The opening of the Yom Kippur services is highlighted by the special Kol Nidre prayer. This is one of the most holy, sacred prayers of the holidays and is chanted by the Chazzan (the prayer leader) three times. The first time he says it softly as a person afraid to speak, the second time with a normal voice, and the third time with a raised voice to emphasize the importance of its inherent statement. It is the prayer that all remember as the distinctive service of the day.
The Yom Kippur evening service begins first with the intonement of the blessing of "shehechiyanu" in which we thank G-d that we have reached this special time of year; special because G-d in his kindness has given us this day to have our sins forgiven. Before the Kol Nidre prayer, the Chazzan intones three verses that invoke the authority of the Heavenly court as well as the earthly court, together with the authority of G-d Himself, which permits us to pray with sinners.
These three lines were first inserted in the thirteenth century by Rabbi Meir of Rothenbug, one of the greatest rabbis of his time. It is based on the Talmudic statement that says that a public fast in which transgressors do not participate is not a proper fast, comparing it to the smell of galbanum, which is unpleasant, nevertheless is included among the fragrant spices for the incense offering. From this we learn that all public fast days should include those who have sinned – they are part of the Jewish people too.
The Kol Nidre prayer is basically written in Aramaic, the language of the majority of the people who lived in Babylonia. The prayer is well over a thousand years old. It refers to vows that an individual took upon himself and do not have any bearing on vows between other people. It relates both to personal vows of the past and to the future, that they should not be binding.

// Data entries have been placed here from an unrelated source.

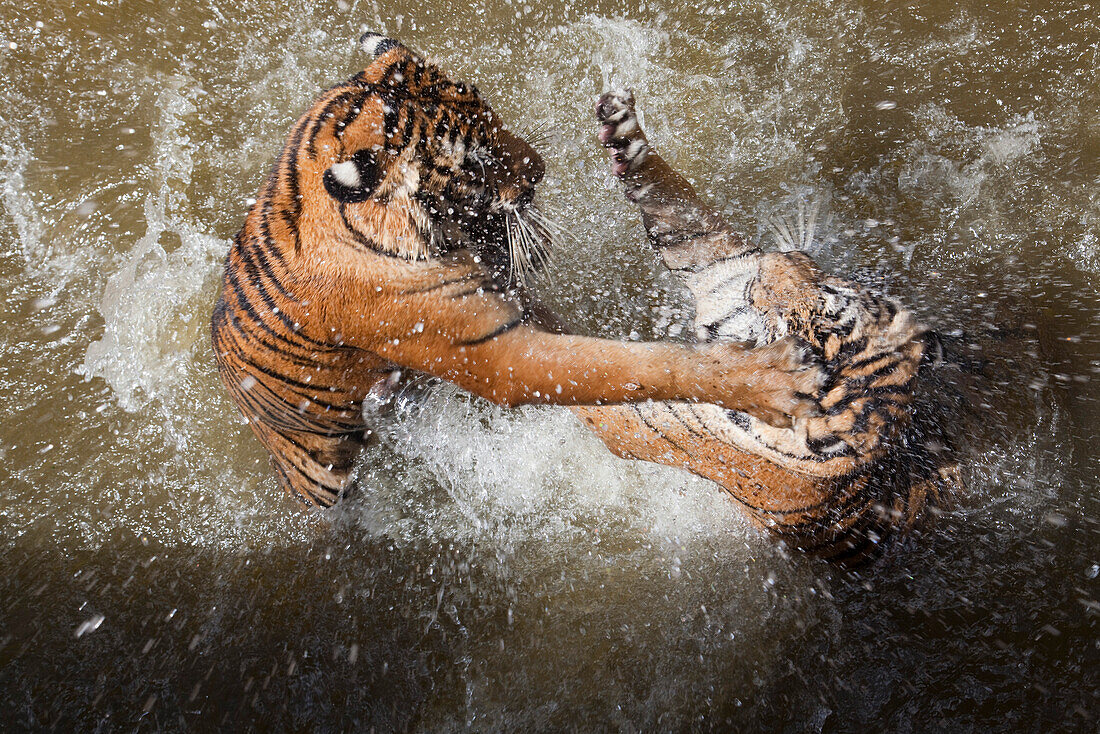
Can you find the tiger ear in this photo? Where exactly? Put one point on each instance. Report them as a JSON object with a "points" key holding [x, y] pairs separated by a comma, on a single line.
{"points": [[375, 44], [352, 179]]}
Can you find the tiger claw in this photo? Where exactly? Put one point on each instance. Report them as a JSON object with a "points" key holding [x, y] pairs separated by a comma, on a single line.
{"points": [[620, 131]]}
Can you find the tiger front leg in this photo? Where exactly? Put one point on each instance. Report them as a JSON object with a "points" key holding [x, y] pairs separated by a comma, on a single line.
{"points": [[688, 233]]}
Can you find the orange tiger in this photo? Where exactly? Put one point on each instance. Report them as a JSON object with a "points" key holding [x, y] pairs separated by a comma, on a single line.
{"points": [[385, 239], [837, 484]]}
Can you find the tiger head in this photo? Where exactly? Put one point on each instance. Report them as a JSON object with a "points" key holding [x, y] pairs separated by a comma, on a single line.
{"points": [[407, 162]]}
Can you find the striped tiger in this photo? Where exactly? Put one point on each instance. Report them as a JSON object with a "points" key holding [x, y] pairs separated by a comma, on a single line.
{"points": [[393, 234], [836, 484]]}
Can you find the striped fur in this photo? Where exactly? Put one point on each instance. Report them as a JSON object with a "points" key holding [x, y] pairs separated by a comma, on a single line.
{"points": [[384, 241], [836, 484]]}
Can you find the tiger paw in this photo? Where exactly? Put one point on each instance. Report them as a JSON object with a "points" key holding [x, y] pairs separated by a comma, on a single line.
{"points": [[620, 131]]}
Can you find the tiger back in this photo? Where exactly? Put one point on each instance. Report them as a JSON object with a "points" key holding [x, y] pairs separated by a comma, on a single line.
{"points": [[838, 484]]}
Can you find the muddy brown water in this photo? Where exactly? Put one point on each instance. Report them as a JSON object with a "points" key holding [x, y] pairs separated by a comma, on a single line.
{"points": [[499, 570]]}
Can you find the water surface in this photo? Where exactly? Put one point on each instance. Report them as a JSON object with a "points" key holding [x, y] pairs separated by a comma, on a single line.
{"points": [[501, 570]]}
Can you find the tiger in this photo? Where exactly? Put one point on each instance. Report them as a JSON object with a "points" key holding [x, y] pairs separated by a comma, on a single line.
{"points": [[392, 237], [869, 467]]}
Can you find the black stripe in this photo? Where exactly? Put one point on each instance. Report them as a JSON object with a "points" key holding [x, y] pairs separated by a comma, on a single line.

During the persecutions and inquisitions in Spain this prayer acquired a deep significance since hundreds of thousands of Jews were forced to accept Christianity or face death, torture or both. By coming to the synagogue at the possible cost of their lives to hear this prayer, they publicly showed their renunciation of the forced conversions.
The words of the Kol Nidre are loosely translated as follows:
All personal vows that we are likely to make, all prohibitions, oaths, pledges, restrictions, limitations, or other equivalent expressions that we are like to vow, swear or proscribe for ourselves between this Yom Kippur and the next Yom Kippur, which shall come to us for good, we publicly renounce all of them. Let them all be relinquished and abandoned, null and void, neither firm nor established. Let our personal vows, pledges and oaths, be considered neither vows nor pledges nor oaths.